It could be something you create, niche knowledge about an interesting topic, an artistic ability — anything. Chances are, you’re a master of something, and someone else out there is looking for what you offer.
Stumped? Here are some profitable business ideas to get you brainstorming.
Sell Your Creations in an E-Commerce Store
Compared to brick-and-mortar stores, e-commerce websites offer entrepreneurs a less risky way of selling their products. You’re already familiar with Amazon, but there are tons of other ways to sell stuff online.
Once you’re established, you can integrate an online store on your own company’s website, but for starters, try Amazon, eBay or Etsy, depending on what you’re selling. These websites are great options for those who make products but don’t want the overhead of a storefront.
It’s free to create a basic account on each of these websites, but they do charge fees once you make a sale:
- Amazon: Charges a 99-cent fee for vendors who sell up to 40 items per month. Above that, you’ll need to make a Professional Seller Account for $39.99 a month. Paid accounts aren’t charged the 99-cent fee, but both accounts incur additional selling fees that range between 3% and 45% of the item’s selling price.
- eBay: eBay Stores are are fee-free if you list under 250 items per month. Once you start to sell more than that, a membership is required, which runs between $4.95 and $29,999.95 a month. For each sale, a final-value fee between 2% and 12% is deducted from the selling price.
- Etsy: There’s no limit to how many sales can be made on a free Etsy account, but each sale is subject to a flat fee of 20 cents plus 6.5% of the listing price. Etsy stores in good standing are eligible for an Etsy Plus account that costs $10 a month. This membership includes website customization features, ways to promote your listings, discounts and other perks.
Screenprinting duo Adam and Coryn Enfinger used to design and manually print T-shirts for fun. Then Coryn made an Etsy account to sell their shirts, and their hobby spiraled into a $350,000-a-year ecommerce business called Dark Cycle Clothing.
Coryn chose Etsy because the website caters to more handmade and artistic products. In addition to its online sales, Dark Cycle keeps a presence at several local and regional indie flea markets to make sales in person — an excellent, low-cost way to diversify income for businesses without a centralized location.
There will always be a need for childcare. That’s why sites like Care.com attract so many parents – and workers. But this article isn’t about side gigs. While those apps can help you get your start — similar to freelancing platforms — they’re not the end goal. Use them to sharpen your skills, establish a customer base, then launch a full-time business of your own.
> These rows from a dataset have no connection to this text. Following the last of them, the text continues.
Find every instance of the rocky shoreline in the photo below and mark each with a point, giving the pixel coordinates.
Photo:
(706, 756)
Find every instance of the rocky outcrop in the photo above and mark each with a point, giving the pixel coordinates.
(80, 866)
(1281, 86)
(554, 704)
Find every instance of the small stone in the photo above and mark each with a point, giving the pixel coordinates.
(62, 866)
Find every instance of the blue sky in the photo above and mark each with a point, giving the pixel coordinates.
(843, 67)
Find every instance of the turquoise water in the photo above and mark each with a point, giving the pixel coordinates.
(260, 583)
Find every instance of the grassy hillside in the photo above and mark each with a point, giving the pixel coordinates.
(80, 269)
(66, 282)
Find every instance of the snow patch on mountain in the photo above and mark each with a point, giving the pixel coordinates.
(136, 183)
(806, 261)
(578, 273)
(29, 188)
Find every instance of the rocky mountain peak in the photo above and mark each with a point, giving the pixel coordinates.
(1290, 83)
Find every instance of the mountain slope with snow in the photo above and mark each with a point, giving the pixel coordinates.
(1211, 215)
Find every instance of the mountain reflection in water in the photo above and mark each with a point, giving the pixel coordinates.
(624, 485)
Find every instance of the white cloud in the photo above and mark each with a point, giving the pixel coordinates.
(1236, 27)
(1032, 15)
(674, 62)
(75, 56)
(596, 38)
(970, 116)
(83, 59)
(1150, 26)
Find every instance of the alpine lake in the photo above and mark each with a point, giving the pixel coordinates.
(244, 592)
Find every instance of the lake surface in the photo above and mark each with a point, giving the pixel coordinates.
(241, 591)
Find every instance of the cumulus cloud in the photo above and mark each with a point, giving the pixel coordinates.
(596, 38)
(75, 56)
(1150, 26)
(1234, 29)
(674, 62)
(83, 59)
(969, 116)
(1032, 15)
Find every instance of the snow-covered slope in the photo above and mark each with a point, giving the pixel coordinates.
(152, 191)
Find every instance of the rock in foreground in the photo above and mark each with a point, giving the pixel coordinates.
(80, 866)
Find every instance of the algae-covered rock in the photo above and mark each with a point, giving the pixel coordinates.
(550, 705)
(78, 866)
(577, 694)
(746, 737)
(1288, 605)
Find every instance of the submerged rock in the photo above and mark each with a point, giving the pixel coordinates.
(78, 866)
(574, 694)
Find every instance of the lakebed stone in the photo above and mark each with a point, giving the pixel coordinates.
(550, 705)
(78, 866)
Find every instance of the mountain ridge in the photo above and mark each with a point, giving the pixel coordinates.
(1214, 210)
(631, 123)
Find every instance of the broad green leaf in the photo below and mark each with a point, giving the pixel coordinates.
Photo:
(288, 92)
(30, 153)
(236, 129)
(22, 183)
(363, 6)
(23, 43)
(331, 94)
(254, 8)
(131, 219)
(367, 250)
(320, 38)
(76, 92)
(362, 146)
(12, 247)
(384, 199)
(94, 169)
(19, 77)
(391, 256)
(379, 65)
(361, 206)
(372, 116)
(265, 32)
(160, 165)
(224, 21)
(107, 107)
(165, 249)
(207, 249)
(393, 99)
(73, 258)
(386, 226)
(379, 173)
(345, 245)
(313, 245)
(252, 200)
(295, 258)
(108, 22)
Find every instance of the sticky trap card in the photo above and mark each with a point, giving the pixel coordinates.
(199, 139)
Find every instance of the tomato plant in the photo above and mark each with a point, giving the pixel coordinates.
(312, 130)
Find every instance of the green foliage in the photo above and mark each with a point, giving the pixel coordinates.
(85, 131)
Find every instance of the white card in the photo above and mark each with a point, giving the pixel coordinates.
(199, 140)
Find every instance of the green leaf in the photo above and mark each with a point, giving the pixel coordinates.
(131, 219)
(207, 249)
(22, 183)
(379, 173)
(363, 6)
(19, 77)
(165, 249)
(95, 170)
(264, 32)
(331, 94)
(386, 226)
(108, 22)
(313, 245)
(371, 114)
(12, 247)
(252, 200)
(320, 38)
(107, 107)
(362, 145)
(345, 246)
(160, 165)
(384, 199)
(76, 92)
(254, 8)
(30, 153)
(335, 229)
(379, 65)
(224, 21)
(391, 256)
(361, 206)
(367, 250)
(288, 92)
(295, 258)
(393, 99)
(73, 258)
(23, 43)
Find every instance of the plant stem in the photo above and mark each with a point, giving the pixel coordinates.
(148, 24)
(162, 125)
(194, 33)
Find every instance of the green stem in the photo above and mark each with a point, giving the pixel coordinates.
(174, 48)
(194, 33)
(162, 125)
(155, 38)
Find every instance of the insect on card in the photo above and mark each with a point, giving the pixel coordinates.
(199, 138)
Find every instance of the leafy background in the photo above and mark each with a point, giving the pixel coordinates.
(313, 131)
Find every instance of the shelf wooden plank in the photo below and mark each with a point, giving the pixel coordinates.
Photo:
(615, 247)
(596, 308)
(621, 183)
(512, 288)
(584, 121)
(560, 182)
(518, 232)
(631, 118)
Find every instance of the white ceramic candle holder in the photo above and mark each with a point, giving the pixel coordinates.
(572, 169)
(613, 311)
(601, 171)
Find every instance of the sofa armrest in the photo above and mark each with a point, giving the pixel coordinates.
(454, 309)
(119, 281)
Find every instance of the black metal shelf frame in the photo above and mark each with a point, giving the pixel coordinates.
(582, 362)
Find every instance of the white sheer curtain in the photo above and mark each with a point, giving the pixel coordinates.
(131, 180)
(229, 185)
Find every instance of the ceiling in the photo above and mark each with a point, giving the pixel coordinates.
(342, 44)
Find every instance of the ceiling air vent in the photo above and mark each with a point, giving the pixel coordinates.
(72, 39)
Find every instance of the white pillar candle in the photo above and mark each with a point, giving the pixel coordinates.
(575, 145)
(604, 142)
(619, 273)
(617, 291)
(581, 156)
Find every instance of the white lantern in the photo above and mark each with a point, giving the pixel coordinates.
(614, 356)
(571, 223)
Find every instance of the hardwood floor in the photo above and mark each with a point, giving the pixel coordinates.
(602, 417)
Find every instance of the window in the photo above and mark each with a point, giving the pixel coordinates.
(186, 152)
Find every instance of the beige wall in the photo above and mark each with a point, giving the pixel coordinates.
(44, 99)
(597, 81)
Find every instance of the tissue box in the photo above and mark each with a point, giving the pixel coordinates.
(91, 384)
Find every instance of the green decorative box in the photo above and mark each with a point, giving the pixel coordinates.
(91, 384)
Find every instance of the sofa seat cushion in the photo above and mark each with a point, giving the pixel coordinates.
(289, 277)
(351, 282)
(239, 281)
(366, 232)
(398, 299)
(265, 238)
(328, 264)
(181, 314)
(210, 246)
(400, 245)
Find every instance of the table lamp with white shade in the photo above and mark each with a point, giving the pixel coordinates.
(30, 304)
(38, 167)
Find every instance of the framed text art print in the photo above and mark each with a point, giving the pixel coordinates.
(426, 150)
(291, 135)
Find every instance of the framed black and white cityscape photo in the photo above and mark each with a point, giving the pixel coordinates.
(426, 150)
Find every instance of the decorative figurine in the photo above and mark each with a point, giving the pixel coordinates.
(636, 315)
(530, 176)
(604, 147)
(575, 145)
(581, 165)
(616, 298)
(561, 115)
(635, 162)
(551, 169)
To establish yourself and earn the trust of clients, try earning a relevant certification.
For animal lovers, pet care can be a fun, rewarding, and profitable business idea. And there is always high demand from the legions of pet owners out there.
- For pet care, register with the Professional Animal Care Certification Council. Certifications require some hands-on animal care experience, and it will run you about $350 to take the exam. Certifications last for three years, and you will be logged in the PACCC database, where anyone can verify that you’re legit.